'Indian politics is at the cusp of a profound transformation'
Amulya Gopalakrishnan Posted online: Thursday , Feb 04, 2010 at 0150 hrs
New Delhi : A 600-page doorstopper of a book, The Oxford Companion to
Politics in India, was launched by Union Minister for Human Resource
Development Kapil Sibal on Wednesday. Co-edited by distinguished
academics and public intellectuals Niraja Gopal Jayal and Pratap Bhanu
Mehta, the volume is a guide to the many facets of Indian politics, at
a moment of major transition.
The essays in this collection are "many windows into the house of
Indian democracy," said Jayal — a "phenomenon more celebrated than
understood". Contributors (who include political scientists,
economists and sociologists) had a demanding mandate — to be valuable
to specialists as well as accessible to a general reader. Like the
recent Oxford Companion to Economics, this is a reference work with
all the boldface names of Indian social science — from Kanti Bajpai to
Ramachandra Guha, Partha Chatterjee to Christopher Jaffrelot and many,
many more.
The Indian democratic experiment had not been spectacularly responsive
to the needs of citizens, said Jayal. In India, "a reasonably robust
democracy has not yielded a reasonably egalitarian, let alone just,
social order". Applauding the editors for taking on Indian politics
"in its historical context, thematic context and narrative context",
Kapil Sibal took on Jayal's statement to deliver an expansive take on
India's achievements. "When colonial rule ended, we were left with a
command economy, no enterprise worth its name, no industrial economy,
and rain-fed agriculture — how could you have served an egalitarian
agenda?" As a minister formulating education policy, Sibal said he was
constantly confronted with India's staggering diversity, and the
awareness that one model would never fit all.

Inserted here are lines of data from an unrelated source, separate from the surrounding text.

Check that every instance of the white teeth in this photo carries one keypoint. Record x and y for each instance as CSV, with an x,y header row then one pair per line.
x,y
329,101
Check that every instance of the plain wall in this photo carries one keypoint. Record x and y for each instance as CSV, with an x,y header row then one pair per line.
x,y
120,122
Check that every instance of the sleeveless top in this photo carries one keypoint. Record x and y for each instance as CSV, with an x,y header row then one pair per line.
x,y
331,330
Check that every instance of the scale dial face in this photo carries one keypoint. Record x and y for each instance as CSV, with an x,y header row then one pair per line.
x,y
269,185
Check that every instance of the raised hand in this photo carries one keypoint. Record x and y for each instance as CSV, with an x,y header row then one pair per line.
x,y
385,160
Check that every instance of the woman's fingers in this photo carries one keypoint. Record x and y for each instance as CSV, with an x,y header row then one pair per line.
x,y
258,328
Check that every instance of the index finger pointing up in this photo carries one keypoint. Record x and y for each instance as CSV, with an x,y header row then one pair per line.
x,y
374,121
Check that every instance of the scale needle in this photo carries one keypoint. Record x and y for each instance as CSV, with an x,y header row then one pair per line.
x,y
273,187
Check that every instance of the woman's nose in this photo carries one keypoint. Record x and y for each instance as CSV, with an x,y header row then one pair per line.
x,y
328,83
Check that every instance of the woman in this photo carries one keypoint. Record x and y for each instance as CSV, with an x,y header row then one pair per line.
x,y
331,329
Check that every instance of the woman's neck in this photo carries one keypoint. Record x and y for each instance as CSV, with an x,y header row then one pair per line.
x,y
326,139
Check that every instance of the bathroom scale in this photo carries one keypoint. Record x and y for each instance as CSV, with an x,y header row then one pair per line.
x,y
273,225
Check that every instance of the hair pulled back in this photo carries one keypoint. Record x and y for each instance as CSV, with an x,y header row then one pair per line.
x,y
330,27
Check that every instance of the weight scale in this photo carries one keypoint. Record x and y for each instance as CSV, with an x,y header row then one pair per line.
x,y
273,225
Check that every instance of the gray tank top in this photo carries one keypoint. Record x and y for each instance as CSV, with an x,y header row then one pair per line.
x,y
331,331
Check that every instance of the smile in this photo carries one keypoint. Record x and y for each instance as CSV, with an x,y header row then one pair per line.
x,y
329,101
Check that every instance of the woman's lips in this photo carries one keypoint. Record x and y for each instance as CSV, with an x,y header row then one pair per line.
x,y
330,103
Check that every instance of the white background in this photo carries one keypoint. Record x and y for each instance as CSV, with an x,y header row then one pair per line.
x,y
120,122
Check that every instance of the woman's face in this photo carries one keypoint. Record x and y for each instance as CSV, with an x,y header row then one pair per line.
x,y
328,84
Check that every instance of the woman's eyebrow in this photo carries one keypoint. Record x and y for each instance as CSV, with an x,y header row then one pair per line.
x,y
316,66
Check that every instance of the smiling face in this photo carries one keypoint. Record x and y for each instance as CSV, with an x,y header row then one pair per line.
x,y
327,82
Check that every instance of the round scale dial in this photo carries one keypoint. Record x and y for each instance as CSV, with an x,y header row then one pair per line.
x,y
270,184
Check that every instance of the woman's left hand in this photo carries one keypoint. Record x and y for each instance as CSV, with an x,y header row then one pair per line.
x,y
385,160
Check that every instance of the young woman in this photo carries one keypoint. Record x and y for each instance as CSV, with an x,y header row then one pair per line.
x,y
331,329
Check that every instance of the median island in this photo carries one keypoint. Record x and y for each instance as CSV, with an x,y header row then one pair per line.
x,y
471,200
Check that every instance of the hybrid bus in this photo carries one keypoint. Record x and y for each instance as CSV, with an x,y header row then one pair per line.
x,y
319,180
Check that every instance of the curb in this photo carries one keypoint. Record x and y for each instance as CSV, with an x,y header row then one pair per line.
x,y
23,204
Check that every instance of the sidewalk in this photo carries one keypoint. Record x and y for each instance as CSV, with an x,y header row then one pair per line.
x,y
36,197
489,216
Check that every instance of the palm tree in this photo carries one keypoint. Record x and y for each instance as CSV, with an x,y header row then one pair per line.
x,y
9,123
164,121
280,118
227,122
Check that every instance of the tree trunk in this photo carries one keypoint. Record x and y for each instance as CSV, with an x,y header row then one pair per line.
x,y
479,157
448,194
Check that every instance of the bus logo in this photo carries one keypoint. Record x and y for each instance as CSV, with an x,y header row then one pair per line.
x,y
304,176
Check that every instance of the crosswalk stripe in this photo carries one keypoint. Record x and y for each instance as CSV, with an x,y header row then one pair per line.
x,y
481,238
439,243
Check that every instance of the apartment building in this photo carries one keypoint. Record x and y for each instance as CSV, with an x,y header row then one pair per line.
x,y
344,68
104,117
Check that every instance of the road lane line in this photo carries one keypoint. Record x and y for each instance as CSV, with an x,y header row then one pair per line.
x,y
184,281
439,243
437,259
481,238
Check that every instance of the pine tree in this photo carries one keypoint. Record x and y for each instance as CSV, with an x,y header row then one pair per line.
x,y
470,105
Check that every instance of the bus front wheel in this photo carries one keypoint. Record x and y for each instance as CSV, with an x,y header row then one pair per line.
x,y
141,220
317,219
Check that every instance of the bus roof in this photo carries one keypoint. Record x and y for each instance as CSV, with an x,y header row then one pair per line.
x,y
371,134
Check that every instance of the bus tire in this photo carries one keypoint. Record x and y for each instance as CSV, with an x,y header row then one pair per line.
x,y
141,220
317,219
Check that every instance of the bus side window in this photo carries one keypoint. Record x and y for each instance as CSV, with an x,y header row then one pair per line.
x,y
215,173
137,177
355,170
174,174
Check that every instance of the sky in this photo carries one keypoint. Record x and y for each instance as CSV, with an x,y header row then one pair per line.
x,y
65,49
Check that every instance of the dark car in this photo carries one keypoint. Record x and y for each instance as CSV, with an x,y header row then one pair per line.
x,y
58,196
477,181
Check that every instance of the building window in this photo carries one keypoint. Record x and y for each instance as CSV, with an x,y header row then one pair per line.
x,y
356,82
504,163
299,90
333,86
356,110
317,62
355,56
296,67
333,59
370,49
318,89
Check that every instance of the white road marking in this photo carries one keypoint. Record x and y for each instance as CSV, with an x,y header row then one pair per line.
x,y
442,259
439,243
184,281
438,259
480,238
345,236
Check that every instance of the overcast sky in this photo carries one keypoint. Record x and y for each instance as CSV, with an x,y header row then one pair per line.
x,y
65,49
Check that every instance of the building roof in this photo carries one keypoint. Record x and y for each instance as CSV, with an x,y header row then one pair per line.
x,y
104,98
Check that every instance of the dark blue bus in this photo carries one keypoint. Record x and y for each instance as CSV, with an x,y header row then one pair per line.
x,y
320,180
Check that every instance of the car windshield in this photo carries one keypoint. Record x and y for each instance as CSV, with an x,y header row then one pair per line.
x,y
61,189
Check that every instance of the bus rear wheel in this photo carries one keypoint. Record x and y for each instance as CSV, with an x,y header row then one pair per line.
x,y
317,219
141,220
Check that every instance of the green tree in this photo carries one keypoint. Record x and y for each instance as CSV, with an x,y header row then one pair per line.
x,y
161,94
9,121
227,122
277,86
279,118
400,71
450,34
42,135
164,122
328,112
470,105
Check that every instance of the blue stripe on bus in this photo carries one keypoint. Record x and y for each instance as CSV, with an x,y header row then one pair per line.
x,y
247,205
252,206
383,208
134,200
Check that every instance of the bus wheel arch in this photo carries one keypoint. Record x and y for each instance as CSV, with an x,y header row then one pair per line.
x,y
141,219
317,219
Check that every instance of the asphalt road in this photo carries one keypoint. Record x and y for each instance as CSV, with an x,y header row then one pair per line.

He also discussed the
Constitution — "one of the most democratic documents in the history of
mankind".
"Despite all the problems and challenges of Indian democracy, we are
on the cusp of a profound transformation," said Pratap Bhanu Mehta.
The challenge of describing these momentous times lies in telling the
difference between what is structural and necessary, and what is
contingent about these changes. Mehta said it was exhilarating to be
reminded of "the stakes of what it is we are studying", and "what an
extraordinary subject the study of Indian politics is".